The paper is explicit about limitations. Real-world nondeterminism can obscure the small output differences needed by the attack. An example with OpenRouter/Crusoe shows repeated calls to the same prompt at temperature 0 producing noticeable log-probability variation, possibly due to hardware and software heterogeneity, provider-side routing, or hidden decoding logic (Foerster et al., 29 Apr 2026). The strongest results are obtained in controlled settings with batch size 2, deterministic local execution, known vulnerable quantization, and often white-box candidate testing. Classification leakage is uneven: exact matching is strong when the secret candidate is present, but class inference without the exact secret remains weak. The LLM experiments are conducted on relatively small open models rather than frontier-scale hosted systems. Finally, the attacker must be co-batched with the victim, so scheduler behavior and traffic patterns matter (Foerster et al., 29 Apr 2026).

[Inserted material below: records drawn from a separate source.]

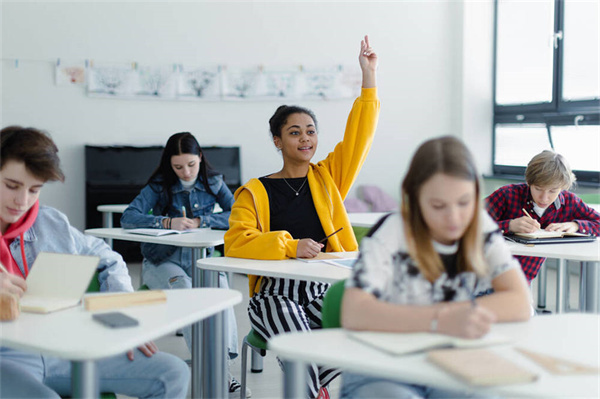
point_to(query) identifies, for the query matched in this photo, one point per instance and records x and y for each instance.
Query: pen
(324, 239)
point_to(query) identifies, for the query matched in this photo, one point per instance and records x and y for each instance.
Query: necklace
(290, 186)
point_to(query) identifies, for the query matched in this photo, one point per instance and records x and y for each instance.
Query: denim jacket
(52, 232)
(150, 207)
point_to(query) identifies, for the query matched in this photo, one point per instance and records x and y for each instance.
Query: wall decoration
(199, 83)
(111, 80)
(70, 73)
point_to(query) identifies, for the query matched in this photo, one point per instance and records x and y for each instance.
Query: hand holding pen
(524, 224)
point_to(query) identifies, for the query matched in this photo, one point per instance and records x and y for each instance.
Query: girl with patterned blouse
(418, 270)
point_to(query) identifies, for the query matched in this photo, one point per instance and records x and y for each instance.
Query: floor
(268, 384)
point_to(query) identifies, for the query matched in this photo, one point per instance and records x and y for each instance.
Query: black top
(293, 213)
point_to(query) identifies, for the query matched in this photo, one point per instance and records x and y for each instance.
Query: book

The paper leaves several open questions: robustness under noisy production APIs, averaging strategies to overcome nondeterminism, scaling with larger batch sizes, stronger black-box attacks without greedy decoding assumptions, formal leakage quantification in bits per token or mutual information, and detection of analogous channels in other runtime adaptations beyond quantization (Foerster et al., 29 Apr 2026). These open problems indicate that Quantamination is both a concrete attack and a broader research program on cross-sample isolation in optimized inference systems.